Odd and interesting indeed! I don't think my 20 G would be the best for them right now as I'm working on getting some more hidey spots, probably some more driftwood. Might look into one for my other tank, though.


----------



## MattsBettas

Any reason you're looking for bottom dwellers? I'm just concerned because they're carbs down they're already (which I believe actually do need access to a small area of land), and crabs are known to nip fins and fish if they can get at that. Hows the tank currently stocked?


----------



## kr1st3n

The crabs keep to one side of the tank, and when they want to get air, they climb up the plants and rest on the leaves above the water line. They're fine.  I've never had an issue with fin clipping with any of my clawed tank inhabitants. I have the stocking in my sig. It's the one with the L134 Pleco. Most of my fish are top-mid, and I'm looking for just one more fish that prefers the bottom.


----------



## MattsBettas

My apologies, I totally missed the sig! So you're current stock in a 20g tank is: L134 Pleco, Paradise Fish, Dwarf Gourami, Blue Rainbowfish, Panda Garra, Guppies, and Red Claw Crabs. Honestly this is probably around fully stocked already, especially since the pleco and crabs have fairly high bioloads. The rainbowfish would be happier in a group, though not in a 20g tank (unless it's one of the dwarf varieties, _M. praecox_ or _Pseudomugil sp._). 

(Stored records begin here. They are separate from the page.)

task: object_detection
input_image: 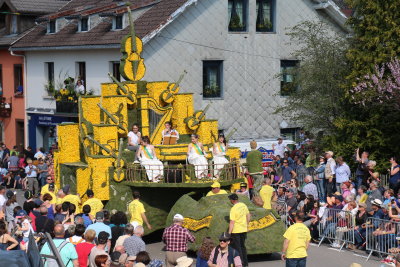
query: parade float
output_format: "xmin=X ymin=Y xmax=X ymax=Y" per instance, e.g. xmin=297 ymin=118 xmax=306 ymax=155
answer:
xmin=54 ymin=8 xmax=284 ymax=254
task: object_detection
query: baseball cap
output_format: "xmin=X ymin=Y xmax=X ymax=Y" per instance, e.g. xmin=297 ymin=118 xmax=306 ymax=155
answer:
xmin=228 ymin=194 xmax=239 ymax=200
xmin=97 ymin=231 xmax=110 ymax=244
xmin=86 ymin=189 xmax=94 ymax=197
xmin=174 ymin=213 xmax=183 ymax=221
xmin=24 ymin=191 xmax=33 ymax=199
xmin=211 ymin=182 xmax=221 ymax=188
xmin=96 ymin=211 xmax=104 ymax=220
xmin=219 ymin=232 xmax=231 ymax=241
xmin=6 ymin=190 xmax=14 ymax=198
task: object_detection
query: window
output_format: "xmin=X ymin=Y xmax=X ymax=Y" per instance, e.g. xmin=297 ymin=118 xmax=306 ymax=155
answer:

Anyways, I know you didn't come for a critique of your stocking, so I'm sorry for that! Some fish that might be appropriate are hastatus, hasbrosus, and even pygmaes cories, and neon tetras... Though those aren't oddballs by any means. This is tough because a lot of the time oddball fish are more likely to be sensitive and needing of a carefully or exclusive stocking, and they're hard to find whether or not they're easy to care for. I would recommend apistogrammas or rams if you were currently stocked differently as well. 

The level of the tank the fish fills is typically my last concern/notice, so don't rely on my info... It's mainly based on what I've read.


----------



## kr1st3n

MattsBettas said:


> My apologies, I totally missed the sig! So you're current stock in a 20g tank is: L134 Pleco, Paradise Fish, Dwarf Gourami, Blue Rainbowfish, Panda Garra, Guppies, and Red Claw Crabs. Honestly this is probably around fully stocked already, especially since the pleco and crabs have fairly high bioloads. The rainbowfish would be happier in a group, though not in a 20g tank (unless it's one of the dwarf varieties, _M. praecox_ or _Pseudomugil sp._).
> 
> Anyways, I know you didn't come for a critique of your stocking, so I'm sorry for that! Some fish that might be appropriate are hastatus, hasbrosus, and even pygmaes cories, and neon tetras... Though those aren't oddballs by any means. This is tough because a lot of the time oddball fish are more likely to be sensitive and needing of a carefully or exclusive stocking, and they're hard to find whether or not they're easy to care for. I would recommend apistogrammas or rams if you were currently stocked differently as well.
> 
> The level of the tank the fish fills is typically my last concern/notice, so don't rely on my info... It's mainly based on what I've read.


The rainbowfish are actually dwarf blue rainbows, and I have two of them, since there were only two stocked at the store, otherwise I would have gotten three. I wouldn't put a regular rainbow in there.  The tank is heavily filtered, and stocked comfortably, so I would really only put one more fish in there. I do weekly 10-25% WCs, and vacuum the top layer of sand regularly. 

I've never really been into the cories for some reason, and I'm not a fan of the neons. Only have a few because of my little brother. 

I have a 10 gal. I could free up and shift fish into if need be. I also have a 3 gal I could move one or two of the guppies into. So, I have flexible space/room. I'm still thinking I might look for a neon blue goby or two, but they're really hard to find.


----------